By Jeanne-Marie Musto, Librarian II
May 31, 2023
Stephen A. Schwarzman Building
close-up of Miriam Schwartz outdoors, smiling at the camera, with purple and black hair and wearing a purple shirt and black sweater

This profile is part of a series of interviews chronicling the experiences of researchers who use The New York Public Library's collections for the development of their work.

Miriam Schwartz is a Ph.D. candidate at the University of Toronto, where she works on Hebrew and Yiddish literature in the twentieth century, focusing on issues of language, translation, and ideology.

Tell us about your research project.

My research project focuses on what I term “dubbed literature” and explores direct speech in Hebrew and Yiddish literature published in the 20th century, in different literary centers. I am researching the noticeable gap between the language as it appears on the page and the language of the story world in those works. Both Modern Yiddish and Modern Hebrew literature in the first decades of the 20th were transnational languages, languages without a home or defined boundaries. This diasporic state of writing created a multilingual literature that is written in a monolingual fashion, or under the façade of monolingualism. The allegedly monolingual texts of modern Jewish literature constantly suppress other languages—languages that do not appear in the text, yet are still present. In my work, I examine the different strategies employed by Jewish authors to signal the inherent multilingualism present in their works. 

Close-up photo, 3/4 view, of the head and shoulders of Rivke Rus. Black and white, grainy image.

Yiddish writer Rivke Rus (1912-1983)

Photo from Rivke Rus, Ahavah ḳetsarah: sipurim (Tel Aviv: Alef, [1982]), p. [7].

What brought you to The New York Public Library? 

I came to NYPL searching for the work of the Yiddish writer Rivke Rus (1912-1983). Rus was born in Galicia, studied in Vienna, and then immigrated to South America where she lived from 1937 until she immigrated once again to Palestine/Israel in 1944. While living in Argentina she started publishing her literary work in local newspapers, and she continued to publish in those newspapers throughout her career. Two of her novels were only serialized in the Buenos Aires-based newspaper Di Idishe tsaytung, and were not published in a book form. The Dorot Jewish Division at NYPL carries a wide selection of Yiddish newspapers, including Di Idishe tsaytung.

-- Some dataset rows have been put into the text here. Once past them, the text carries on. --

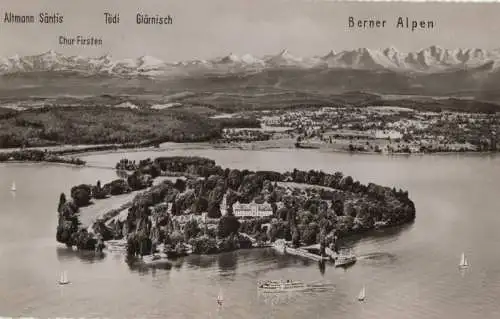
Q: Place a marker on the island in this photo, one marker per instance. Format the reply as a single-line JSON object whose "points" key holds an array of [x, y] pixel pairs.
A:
{"points": [[192, 204]]}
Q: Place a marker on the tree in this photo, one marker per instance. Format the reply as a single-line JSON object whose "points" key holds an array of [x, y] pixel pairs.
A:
{"points": [[62, 201], [180, 185], [191, 229], [81, 195]]}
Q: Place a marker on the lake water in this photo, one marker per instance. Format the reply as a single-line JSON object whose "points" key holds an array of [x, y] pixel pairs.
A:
{"points": [[409, 272]]}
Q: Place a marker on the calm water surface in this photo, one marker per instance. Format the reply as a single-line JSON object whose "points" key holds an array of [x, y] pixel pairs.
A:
{"points": [[409, 272]]}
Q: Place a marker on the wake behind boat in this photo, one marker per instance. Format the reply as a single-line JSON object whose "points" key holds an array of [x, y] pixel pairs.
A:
{"points": [[281, 286], [345, 259]]}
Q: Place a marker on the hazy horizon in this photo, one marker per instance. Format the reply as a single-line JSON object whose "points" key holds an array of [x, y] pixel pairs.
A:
{"points": [[204, 30]]}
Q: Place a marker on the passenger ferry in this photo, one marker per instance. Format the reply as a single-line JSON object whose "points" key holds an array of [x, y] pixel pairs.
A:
{"points": [[345, 259], [281, 285]]}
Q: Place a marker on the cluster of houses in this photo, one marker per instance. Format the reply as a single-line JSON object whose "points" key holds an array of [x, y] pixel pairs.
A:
{"points": [[252, 209]]}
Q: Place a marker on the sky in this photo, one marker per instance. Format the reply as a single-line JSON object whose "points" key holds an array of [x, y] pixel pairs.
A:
{"points": [[204, 29]]}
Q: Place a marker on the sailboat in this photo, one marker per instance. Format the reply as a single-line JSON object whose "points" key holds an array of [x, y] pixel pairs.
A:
{"points": [[220, 299], [64, 278], [463, 262], [362, 294]]}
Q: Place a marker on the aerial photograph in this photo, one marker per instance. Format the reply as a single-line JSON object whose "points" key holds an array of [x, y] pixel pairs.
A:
{"points": [[249, 159]]}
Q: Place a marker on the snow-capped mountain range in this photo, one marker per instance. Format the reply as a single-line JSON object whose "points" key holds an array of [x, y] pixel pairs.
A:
{"points": [[428, 60]]}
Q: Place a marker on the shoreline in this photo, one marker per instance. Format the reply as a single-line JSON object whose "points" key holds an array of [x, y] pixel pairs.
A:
{"points": [[62, 156], [183, 199]]}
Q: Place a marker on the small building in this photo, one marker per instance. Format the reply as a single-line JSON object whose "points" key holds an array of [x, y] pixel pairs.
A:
{"points": [[252, 209]]}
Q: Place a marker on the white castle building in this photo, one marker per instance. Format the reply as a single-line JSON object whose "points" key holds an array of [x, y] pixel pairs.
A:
{"points": [[247, 210]]}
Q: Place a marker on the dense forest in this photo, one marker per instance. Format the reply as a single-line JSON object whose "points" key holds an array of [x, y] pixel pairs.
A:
{"points": [[105, 125], [308, 206]]}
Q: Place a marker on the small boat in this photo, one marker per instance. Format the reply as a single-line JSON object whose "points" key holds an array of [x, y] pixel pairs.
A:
{"points": [[64, 278], [156, 260], [345, 259], [220, 299], [362, 294], [281, 286], [464, 263]]}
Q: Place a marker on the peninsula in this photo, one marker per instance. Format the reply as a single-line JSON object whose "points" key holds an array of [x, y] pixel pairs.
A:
{"points": [[191, 201]]}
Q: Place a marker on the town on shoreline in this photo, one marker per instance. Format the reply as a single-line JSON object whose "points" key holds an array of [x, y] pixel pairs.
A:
{"points": [[188, 205], [383, 129]]}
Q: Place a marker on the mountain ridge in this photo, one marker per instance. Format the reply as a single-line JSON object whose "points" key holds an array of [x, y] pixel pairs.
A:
{"points": [[433, 59]]}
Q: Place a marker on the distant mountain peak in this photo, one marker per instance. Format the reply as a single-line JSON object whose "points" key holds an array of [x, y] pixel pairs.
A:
{"points": [[430, 59]]}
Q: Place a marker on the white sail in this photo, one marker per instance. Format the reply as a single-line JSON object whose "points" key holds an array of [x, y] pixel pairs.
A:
{"points": [[220, 298], [361, 295], [64, 278], [463, 261]]}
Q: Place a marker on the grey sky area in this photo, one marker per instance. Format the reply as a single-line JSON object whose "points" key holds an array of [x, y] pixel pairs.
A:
{"points": [[205, 29]]}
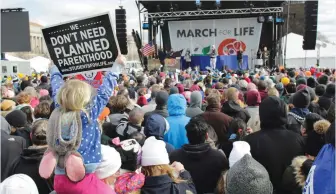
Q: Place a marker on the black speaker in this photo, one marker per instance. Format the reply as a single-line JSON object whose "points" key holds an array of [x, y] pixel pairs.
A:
{"points": [[310, 23], [121, 30]]}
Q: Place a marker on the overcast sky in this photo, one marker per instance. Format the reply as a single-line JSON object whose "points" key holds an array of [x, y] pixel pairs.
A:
{"points": [[50, 12]]}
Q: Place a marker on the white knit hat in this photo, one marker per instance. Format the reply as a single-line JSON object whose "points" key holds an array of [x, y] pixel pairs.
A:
{"points": [[240, 148], [110, 164], [154, 152], [18, 184]]}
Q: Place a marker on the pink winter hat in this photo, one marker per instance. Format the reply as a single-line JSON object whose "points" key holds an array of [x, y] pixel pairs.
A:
{"points": [[44, 92]]}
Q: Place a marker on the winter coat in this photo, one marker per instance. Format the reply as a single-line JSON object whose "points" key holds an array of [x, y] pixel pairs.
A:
{"points": [[195, 104], [233, 109], [263, 94], [315, 108], [91, 133], [11, 148], [28, 163], [204, 164], [274, 146], [158, 129], [24, 133], [164, 185], [254, 121], [177, 135], [325, 101], [294, 122], [220, 123], [293, 179]]}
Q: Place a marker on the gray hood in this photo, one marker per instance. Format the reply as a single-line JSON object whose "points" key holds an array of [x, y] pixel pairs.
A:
{"points": [[196, 99]]}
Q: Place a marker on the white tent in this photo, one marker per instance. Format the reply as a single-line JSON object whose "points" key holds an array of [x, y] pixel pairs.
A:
{"points": [[39, 64], [297, 57], [12, 58]]}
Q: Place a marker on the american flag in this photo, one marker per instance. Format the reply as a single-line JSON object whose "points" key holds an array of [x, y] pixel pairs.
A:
{"points": [[148, 49]]}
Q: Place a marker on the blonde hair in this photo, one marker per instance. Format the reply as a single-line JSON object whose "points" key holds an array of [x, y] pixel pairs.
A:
{"points": [[273, 92], [75, 95], [32, 92], [161, 170]]}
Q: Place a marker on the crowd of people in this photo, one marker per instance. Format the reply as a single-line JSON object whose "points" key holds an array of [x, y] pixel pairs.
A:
{"points": [[230, 132]]}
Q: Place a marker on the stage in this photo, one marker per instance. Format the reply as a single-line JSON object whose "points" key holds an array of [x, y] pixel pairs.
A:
{"points": [[204, 61]]}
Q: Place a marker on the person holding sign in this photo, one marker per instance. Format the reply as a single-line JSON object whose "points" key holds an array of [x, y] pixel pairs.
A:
{"points": [[73, 134]]}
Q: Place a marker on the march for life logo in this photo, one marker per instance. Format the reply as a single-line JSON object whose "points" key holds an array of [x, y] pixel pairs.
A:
{"points": [[84, 45]]}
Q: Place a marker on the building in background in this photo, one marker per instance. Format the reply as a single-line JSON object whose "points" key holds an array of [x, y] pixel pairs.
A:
{"points": [[38, 46]]}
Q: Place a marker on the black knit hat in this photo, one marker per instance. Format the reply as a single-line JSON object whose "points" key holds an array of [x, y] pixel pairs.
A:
{"points": [[320, 89], [301, 98], [323, 79], [17, 118], [161, 98]]}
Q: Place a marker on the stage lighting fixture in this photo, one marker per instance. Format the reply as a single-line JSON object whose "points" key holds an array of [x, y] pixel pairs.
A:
{"points": [[198, 4], [270, 18], [218, 4], [261, 19], [161, 23]]}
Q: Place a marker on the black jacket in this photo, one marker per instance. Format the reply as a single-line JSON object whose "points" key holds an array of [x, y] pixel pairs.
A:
{"points": [[274, 146], [294, 123], [28, 163], [11, 148], [204, 164], [235, 111], [325, 101], [164, 185]]}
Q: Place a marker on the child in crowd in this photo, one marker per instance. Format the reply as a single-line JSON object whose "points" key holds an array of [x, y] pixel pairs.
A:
{"points": [[109, 168], [142, 101], [239, 130], [135, 119], [74, 135]]}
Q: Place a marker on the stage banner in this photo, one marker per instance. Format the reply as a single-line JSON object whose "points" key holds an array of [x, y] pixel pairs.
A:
{"points": [[228, 36], [83, 45]]}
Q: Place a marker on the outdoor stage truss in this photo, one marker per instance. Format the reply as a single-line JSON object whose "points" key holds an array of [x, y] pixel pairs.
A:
{"points": [[180, 14]]}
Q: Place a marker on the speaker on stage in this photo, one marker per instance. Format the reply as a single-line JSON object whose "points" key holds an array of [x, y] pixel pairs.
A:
{"points": [[120, 17], [309, 37]]}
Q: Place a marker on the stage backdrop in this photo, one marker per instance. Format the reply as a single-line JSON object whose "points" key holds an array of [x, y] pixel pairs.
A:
{"points": [[228, 36]]}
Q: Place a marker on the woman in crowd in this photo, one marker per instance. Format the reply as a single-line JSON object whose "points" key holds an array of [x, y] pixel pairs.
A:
{"points": [[160, 176]]}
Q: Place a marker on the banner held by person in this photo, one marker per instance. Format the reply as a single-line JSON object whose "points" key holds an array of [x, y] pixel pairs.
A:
{"points": [[87, 44]]}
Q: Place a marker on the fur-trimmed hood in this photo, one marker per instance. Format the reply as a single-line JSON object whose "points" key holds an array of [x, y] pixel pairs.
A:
{"points": [[177, 105], [300, 175], [321, 126]]}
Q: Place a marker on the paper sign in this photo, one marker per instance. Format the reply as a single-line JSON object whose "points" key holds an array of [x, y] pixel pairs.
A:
{"points": [[83, 45]]}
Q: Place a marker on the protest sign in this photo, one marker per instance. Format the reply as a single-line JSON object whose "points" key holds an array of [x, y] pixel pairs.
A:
{"points": [[83, 45], [95, 79]]}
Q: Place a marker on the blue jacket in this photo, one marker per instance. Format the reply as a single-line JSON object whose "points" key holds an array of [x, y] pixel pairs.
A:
{"points": [[90, 145], [177, 135], [164, 185]]}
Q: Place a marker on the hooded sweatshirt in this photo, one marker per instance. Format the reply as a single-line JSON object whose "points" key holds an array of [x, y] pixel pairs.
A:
{"points": [[274, 146], [233, 109], [204, 164], [177, 120], [157, 126], [195, 104]]}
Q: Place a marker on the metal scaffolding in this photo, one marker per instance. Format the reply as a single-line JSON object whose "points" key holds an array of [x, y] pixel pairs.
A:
{"points": [[215, 12]]}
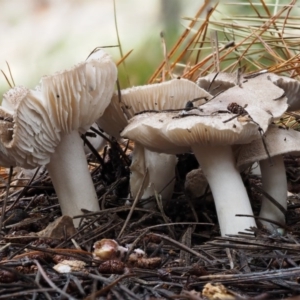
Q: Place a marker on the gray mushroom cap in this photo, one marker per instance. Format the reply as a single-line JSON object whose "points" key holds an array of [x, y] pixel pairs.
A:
{"points": [[208, 124], [218, 82], [278, 141], [33, 121], [172, 94]]}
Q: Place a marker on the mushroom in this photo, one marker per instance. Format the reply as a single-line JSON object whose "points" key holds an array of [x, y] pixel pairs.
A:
{"points": [[210, 132], [215, 83], [279, 141], [43, 127], [172, 94]]}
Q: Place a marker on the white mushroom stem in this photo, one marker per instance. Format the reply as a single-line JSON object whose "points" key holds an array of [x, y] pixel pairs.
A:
{"points": [[230, 195], [274, 183], [161, 174], [71, 178]]}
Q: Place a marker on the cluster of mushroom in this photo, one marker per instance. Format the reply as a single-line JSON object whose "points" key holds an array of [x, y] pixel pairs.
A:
{"points": [[227, 126]]}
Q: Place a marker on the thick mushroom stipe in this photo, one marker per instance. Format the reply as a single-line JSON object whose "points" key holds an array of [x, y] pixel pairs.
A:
{"points": [[218, 163], [68, 169], [274, 183]]}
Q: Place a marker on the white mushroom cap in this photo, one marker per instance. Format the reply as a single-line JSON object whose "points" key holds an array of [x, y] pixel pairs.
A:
{"points": [[291, 89], [172, 94], [87, 89], [44, 126], [32, 121], [209, 134], [161, 131], [278, 141], [215, 83]]}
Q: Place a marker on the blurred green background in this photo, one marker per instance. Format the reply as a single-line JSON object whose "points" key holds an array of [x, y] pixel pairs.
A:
{"points": [[40, 37]]}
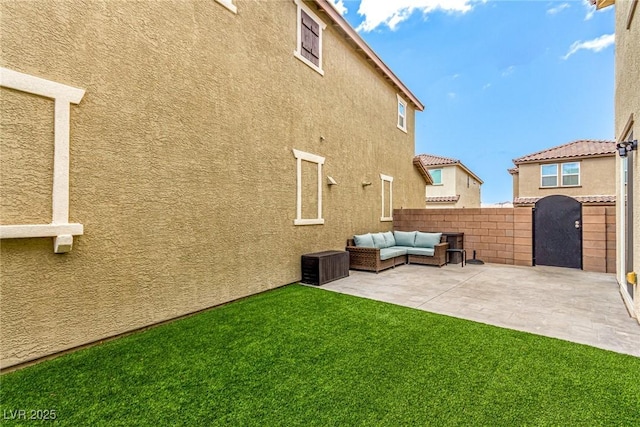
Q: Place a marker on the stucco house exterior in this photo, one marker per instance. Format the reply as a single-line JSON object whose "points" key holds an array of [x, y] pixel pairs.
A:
{"points": [[453, 185], [627, 114], [161, 158], [583, 169]]}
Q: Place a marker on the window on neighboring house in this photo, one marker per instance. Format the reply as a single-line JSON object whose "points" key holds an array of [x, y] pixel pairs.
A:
{"points": [[570, 174], [436, 175], [309, 44], [387, 198], [402, 114], [549, 174], [308, 188], [229, 5]]}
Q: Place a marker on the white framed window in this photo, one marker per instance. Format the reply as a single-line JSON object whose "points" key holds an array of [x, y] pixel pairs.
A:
{"points": [[549, 175], [301, 157], [387, 198], [229, 5], [63, 96], [570, 174], [436, 176], [309, 37], [402, 114]]}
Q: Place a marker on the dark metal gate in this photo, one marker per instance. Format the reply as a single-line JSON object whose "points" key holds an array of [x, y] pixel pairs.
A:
{"points": [[557, 232]]}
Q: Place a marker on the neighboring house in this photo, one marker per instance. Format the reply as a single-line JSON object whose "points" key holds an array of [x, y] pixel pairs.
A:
{"points": [[453, 184], [193, 151], [584, 170], [627, 130]]}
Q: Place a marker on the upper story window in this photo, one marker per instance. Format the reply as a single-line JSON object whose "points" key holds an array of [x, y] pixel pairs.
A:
{"points": [[569, 175], [402, 114], [229, 5], [436, 175], [309, 43]]}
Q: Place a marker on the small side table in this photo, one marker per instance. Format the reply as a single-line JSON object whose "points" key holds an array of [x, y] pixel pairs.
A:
{"points": [[462, 252], [323, 267]]}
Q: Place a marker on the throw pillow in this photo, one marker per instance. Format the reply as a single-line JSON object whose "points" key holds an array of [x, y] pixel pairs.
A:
{"points": [[388, 237], [379, 241], [404, 238]]}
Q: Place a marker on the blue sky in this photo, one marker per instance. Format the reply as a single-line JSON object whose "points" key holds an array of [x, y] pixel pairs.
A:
{"points": [[499, 79]]}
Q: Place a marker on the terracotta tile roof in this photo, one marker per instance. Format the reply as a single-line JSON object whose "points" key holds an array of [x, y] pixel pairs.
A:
{"points": [[430, 160], [443, 199], [518, 201], [423, 171], [580, 148]]}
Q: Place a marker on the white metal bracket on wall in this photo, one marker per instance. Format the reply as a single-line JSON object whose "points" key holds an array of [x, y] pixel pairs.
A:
{"points": [[60, 229]]}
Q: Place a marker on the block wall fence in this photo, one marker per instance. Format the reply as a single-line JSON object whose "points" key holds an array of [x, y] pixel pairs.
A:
{"points": [[505, 235]]}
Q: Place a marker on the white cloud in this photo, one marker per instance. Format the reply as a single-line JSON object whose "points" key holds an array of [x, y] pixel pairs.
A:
{"points": [[392, 12], [339, 6], [595, 45], [557, 9], [591, 9]]}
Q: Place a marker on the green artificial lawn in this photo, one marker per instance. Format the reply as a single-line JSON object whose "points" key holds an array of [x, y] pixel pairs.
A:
{"points": [[303, 356]]}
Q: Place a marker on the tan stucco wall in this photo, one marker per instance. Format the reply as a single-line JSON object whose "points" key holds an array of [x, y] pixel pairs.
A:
{"points": [[516, 185], [627, 103], [468, 189], [454, 183], [182, 169], [597, 177]]}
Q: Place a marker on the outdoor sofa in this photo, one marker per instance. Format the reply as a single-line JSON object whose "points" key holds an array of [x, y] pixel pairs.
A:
{"points": [[379, 251]]}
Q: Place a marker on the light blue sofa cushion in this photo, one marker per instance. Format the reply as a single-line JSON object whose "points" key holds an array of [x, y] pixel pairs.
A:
{"points": [[421, 251], [388, 237], [388, 253], [404, 238], [378, 240], [364, 240], [427, 240]]}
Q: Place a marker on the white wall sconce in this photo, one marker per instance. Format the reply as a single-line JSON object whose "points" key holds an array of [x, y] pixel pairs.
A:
{"points": [[625, 147]]}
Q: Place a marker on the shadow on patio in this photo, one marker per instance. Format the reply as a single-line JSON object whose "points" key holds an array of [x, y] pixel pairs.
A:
{"points": [[572, 305]]}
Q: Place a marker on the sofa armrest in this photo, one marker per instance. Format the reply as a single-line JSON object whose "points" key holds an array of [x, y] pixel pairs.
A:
{"points": [[441, 248]]}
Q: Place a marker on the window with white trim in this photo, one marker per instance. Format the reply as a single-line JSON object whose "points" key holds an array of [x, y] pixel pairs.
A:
{"points": [[308, 188], [63, 96], [570, 174], [402, 114], [549, 175], [387, 198], [229, 5], [436, 176], [309, 37], [560, 175]]}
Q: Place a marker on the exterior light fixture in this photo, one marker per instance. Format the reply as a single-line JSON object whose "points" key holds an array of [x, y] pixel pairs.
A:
{"points": [[625, 147]]}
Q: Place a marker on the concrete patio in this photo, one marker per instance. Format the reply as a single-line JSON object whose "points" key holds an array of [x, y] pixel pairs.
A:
{"points": [[568, 304]]}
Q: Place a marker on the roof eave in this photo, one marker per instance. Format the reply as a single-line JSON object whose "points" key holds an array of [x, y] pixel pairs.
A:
{"points": [[369, 54], [600, 4], [555, 159]]}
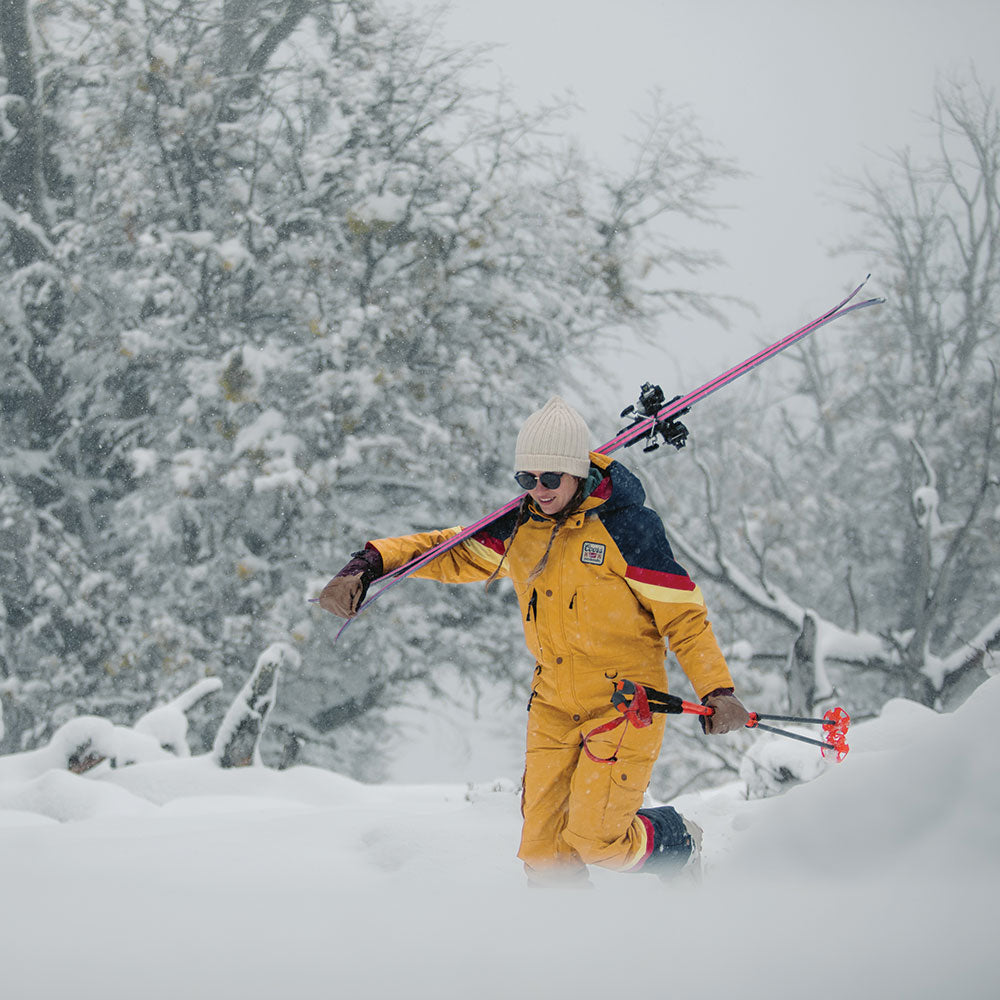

What research tools could you not live without? 

The internet. And especially the Yiddish Book Center’s Digital Library and Collections, and the National Library of Israel’s Historical Jewish Press collection.

How do you maintain your research momentum? 

I try to set small achievable goals at the beginning of each week, so I can measure my progress, and keep myself accountable.

After a day of working/researching, what do you do to unwind?

Take long walks, with friends or alone. 

What's your favorite distraction?

Baking and caring for my house plants.